Patient-reported outcome measures (PROMs) are quality-of-life (QOL) tools, usually in the form of questionnaires. They are routinely used by health services to capture consumers’ perceptions of their own health and wellbeing. Responses to PROMs are used to provide insights into patient experiences that complement information from clinical measures and enhance clinical–patient interactions. The uptake of PROMs to inform patient, clinical and policy decision-making is increasing, yet current approaches are inadequate for Aboriginal and Torres Strait Islander groups, whose healthcare experiences are impacted by the discordance between Indigenous conceptualisations of health and the Western biomedical health system.
Although the understanding of health varies among cultural groups and individuals, for many Aboriginal and Torres Strait Islander people, good health is more than the absence of illness or disease. It is multifaceted and involves the interconnectedness of major themes such as: identity, cultural continuity, connection to Country, family, spirituality, ancestry and kinship networks, as well as strong community governance and self-determination. It also has a political facet – placing health within a particular context where Aboriginal and Torres Strait Islander history, politics and social standing are essential to an understanding of wellbeing.
The What Matters 2 Adults (WM2A) tool is a new strengths-based wellbeing measure for Aboriginal and Torres Strait Islander adults, underpinned by their values, experiences and preferences. The wellbeing measure was developed in response to the lack of culturally appropriate and relevant health-related quality-of-life instruments informed by Aboriginal and Torres Strait Islander voices and perspectives.

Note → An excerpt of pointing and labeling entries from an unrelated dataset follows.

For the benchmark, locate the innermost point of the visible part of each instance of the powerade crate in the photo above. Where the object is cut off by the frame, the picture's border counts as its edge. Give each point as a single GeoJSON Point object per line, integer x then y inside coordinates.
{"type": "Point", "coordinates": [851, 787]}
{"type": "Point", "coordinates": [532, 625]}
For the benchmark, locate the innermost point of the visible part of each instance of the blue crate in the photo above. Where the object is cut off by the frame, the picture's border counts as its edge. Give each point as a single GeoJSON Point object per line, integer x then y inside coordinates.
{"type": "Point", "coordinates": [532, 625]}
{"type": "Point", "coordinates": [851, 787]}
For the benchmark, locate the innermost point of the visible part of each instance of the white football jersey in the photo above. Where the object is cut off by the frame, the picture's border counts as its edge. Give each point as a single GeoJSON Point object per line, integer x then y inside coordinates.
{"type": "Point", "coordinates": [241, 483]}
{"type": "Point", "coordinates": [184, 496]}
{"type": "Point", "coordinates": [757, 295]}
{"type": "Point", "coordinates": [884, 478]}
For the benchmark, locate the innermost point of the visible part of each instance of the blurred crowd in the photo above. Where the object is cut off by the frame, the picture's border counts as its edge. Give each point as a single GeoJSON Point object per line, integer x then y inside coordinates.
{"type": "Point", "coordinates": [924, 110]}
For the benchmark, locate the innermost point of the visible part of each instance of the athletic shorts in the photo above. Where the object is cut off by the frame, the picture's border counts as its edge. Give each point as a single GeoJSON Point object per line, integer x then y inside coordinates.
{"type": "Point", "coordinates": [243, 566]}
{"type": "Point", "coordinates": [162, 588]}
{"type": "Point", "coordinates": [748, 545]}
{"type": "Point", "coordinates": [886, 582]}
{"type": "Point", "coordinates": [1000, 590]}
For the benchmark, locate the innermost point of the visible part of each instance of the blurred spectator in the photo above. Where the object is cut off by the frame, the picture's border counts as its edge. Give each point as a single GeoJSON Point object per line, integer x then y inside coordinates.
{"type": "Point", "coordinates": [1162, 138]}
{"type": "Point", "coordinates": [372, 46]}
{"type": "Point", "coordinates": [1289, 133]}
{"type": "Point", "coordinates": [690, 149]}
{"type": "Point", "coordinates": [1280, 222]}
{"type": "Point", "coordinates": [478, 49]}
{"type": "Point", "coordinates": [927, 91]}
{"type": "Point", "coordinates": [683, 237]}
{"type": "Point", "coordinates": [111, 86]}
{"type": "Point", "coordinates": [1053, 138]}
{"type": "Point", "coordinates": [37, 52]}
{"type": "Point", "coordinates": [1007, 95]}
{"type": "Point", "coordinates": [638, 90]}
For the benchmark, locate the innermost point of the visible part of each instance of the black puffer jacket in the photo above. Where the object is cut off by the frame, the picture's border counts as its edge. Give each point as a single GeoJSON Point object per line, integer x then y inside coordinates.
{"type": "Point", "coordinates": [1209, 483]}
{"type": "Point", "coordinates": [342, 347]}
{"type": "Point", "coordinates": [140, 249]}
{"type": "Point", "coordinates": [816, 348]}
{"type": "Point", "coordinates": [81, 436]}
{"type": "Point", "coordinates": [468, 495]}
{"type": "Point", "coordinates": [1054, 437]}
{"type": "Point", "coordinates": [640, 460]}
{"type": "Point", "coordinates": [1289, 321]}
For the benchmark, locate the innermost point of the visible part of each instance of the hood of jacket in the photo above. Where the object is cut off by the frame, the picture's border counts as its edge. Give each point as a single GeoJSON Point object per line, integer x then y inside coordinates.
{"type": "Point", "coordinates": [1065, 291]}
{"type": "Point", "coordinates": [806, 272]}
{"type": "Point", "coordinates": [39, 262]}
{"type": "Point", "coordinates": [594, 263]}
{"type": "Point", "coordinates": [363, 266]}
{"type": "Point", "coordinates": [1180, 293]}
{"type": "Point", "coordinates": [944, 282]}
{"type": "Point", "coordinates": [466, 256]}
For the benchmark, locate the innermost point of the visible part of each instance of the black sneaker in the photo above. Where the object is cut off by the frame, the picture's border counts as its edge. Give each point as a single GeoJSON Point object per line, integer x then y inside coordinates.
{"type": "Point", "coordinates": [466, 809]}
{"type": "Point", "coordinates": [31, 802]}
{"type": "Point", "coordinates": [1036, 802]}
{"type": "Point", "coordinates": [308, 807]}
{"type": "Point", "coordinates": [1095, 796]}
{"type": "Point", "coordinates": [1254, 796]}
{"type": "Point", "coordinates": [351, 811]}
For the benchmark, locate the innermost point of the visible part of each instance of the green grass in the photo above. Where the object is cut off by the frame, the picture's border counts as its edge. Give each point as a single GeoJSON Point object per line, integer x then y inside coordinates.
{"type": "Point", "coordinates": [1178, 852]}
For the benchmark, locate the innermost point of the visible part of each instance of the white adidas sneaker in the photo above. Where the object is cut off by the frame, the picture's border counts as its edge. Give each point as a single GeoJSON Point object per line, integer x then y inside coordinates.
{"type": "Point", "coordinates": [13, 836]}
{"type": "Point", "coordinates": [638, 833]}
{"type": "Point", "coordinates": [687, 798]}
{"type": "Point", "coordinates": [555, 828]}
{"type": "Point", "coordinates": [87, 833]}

For Aboriginal and Torres Strait Islander people in the Northern Territory (NT), chronic kidney disease (CKD) is an increasingly common health problem. The high physical and psychosocial symptom burden associated with kidney disease negatively impacts on quality of life and wellbeing of individuals and their community. For those residing in rural and remote locations, the psychosocial implications of kidney disease are compounded. With few dialysis services in remote areas, most Aboriginal and Torres Strait Islander people with CKD are required to relocate, often permanently, to urban areas to access treatment, which is required three times a week. The impact of relocation is profound and often results in social and cultural isolation, loss of independence, role adjustment, a decrease in health service utilisation, disease progression and an increased risk of mortality.
As such, renal patients are an important cohort to understand measures of wellbeing that are valued by Aboriginal and Torres Strait Islander people. Accordingly, the need for a reviewed and adapted PROMs tool in the setting of CKD in the Top End region of the NT is paramount to addressing co-morbid wellbeing concerns and directing quality renal care.
Through collaborative workshops and yarning circles with Aboriginal and Torres Strait Islander co-researchers and patients, the Renal Program at Menzies School of Health Research is piloting and evaluating the WM2A wellbeing tool in the context of renal care in the Top End. Working with service providers, we will identify: the risks, enablers and barriers to implementing the WM2A tool within renal services; if modifications are needed for the local context; and appropriate modes for delivery of the tool. Ultimately, the project intends to inform how NT renal services measure and respond to patient wellbeing to improve the health of Aboriginal and Torres Strait Islander peoples.